Artwork description 1:
A close up photo of the top of a mixed media art piece on canvas.
A canvas with primarily green tones and with ribbons, rope netting, and dried grasses are visible. The canvas is spray painted green with paint gaps from stencilled rope netting patterns. To the bottom centre of the image is layers of ribbon in soft pink and yellow covered by green and blue dyed rope netting. The rope netting has 3 fluffy pampas grass tips placed through it. One is soft pink, one is half pink, half natural brown, and another is softer brown. Dyed blue pine needles and partly pink dyed grass stems with seeds are also woven into the netting. A pink to yellow lacy ribbon is draped from above the top left of the canvas to the right corner of the image.
To the left of the canvas is long dangling mixes of ribbons, mostly fluffy green, with some lacy ribbons in white, pink, yellow, and brown to green netting.
The top right area behind the canvas is a black background.

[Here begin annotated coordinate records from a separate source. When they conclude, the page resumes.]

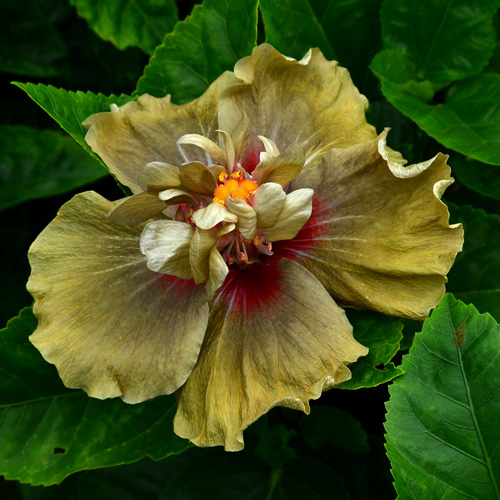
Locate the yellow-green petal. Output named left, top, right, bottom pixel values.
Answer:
left=291, top=133, right=463, bottom=319
left=83, top=72, right=237, bottom=193
left=174, top=259, right=368, bottom=451
left=140, top=220, right=194, bottom=280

When I read the interview transcript with Emma, I felt a sense of commonality. I had similar experiences being a new administrator and being a disabled artist at the same time. I tried to showcase my art through collectives and I was turned down by the abled body community. So I became the founder and curator of Meltshot Brownie Art and Performance collective featuring local BIPOC artists. Representation Matters!
I spoke with Emma and asked about her journey with Kickstart and if she had any issues working in a politicized and artistic environment. Emma responded that her journey was a positive exchange within her community and Kickstart.

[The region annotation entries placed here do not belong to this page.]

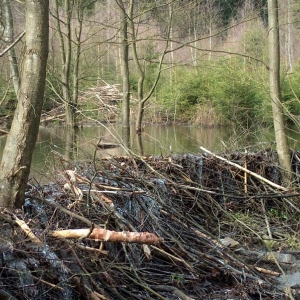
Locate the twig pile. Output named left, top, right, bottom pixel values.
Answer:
left=0, top=151, right=298, bottom=300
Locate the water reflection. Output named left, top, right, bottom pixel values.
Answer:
left=0, top=125, right=299, bottom=182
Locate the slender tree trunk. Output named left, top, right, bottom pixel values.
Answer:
left=268, top=0, right=292, bottom=183
left=286, top=0, right=293, bottom=72
left=0, top=0, right=49, bottom=208
left=54, top=0, right=76, bottom=127
left=3, top=0, right=20, bottom=97
left=71, top=1, right=84, bottom=127
left=118, top=0, right=130, bottom=145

As an intuitive abstract artist, I went with what I read from the interviews, content and speaking with Emma. I didn’t draw a concept or plan what I was going to make. I just knew Emma is a powerful, risk-taking, cool, creative, funny and generous human.
My friend Oliver Hue gifted me a small bird cage and it reminded me of Marx Weber’s sociological theory of the Iron Cage. The iron cage is a concept that describes the increased rationalization inherent in social life, especially in Western capitalist societies. The “iron cage” traps individuals based on how useful they are in society.
It triggered my feelings and thoughts about how trapped we feel in our own bodies, colonial systems we must obey to meet our needs, and discarded by society because we are disabled. I envisioned Emma rattling the cage, being caged in and busting out of the cage of bureaucracy. That’s when I thought using magic fire paper inside the bird cage would be a symbolic way of illustrating Emma’s existence bursting out like a phoenix.
Community care and love sustained positive wellness for Emma and the reciprocation is unconditional. I foraged local healing flowers; pine needles painted Cerulean blue, imperial yellow Chrysanthemums passed on from my mother, pampas (bunny’s tail) and green Amaranth.
I like using pampas (also known as bunny’s tail) in my art work because pampas can’t be destroyed. It grows everywhere like an unwanted weed, yet people overlook it. Pampas is resilient and grows in any given weather condition. These seedlings came before me and passed on to the future generations. This is a representation of Emma’s work that came before and will be passed on through her storytelling. She has supported so many artists by telling us stories and how to navigate any barriers we confront. So I created a narrative with an installation and canvas using spray paint, acrylic paint, dyes, ribbons, modge podge, six feet of bulk gold chandelier chain and a hook. I had some help hanging my installation from my eleven-foot ceiling. My abled body friend CWS was able to help drill and hang the installation.
Some of the flowers are on the installation and some on the canvas. The canvas I painted is Kickstart and I feel the two are symbiotic. The heart of Kickstart is on the canvas with the netting and a minimalistic floral arrangement. Everything we see in the day appears normal, but when the lights are off the canvas and installation really illuminates the invisible becoming the visible.
Connection
The connection between art and the disabled community is a healing pairing. I used ribbons with different textures and dip-dyed colors of mint green, soft pink, brown netting, satin grey and beige to create an ombre effect. These ribbons are tied in different parts of the iron cage meaning each ribbon is a person Emma has collaborated with and helped transform their different stages of their artistic process. Also, art shifts through time and nothing is static.
It is important to have the installation always touching the canvas. The transformative ribbons are people and experiences linked to Kickstart and influenced by Emma. Connection is important as it could be a lonely residency and process. I am fragmented from my own artist community as I live on an island.
The art project was named by Emma as I wanted to include her and make this project more interactive. I wanted a spirit name for this joyful story about Existing!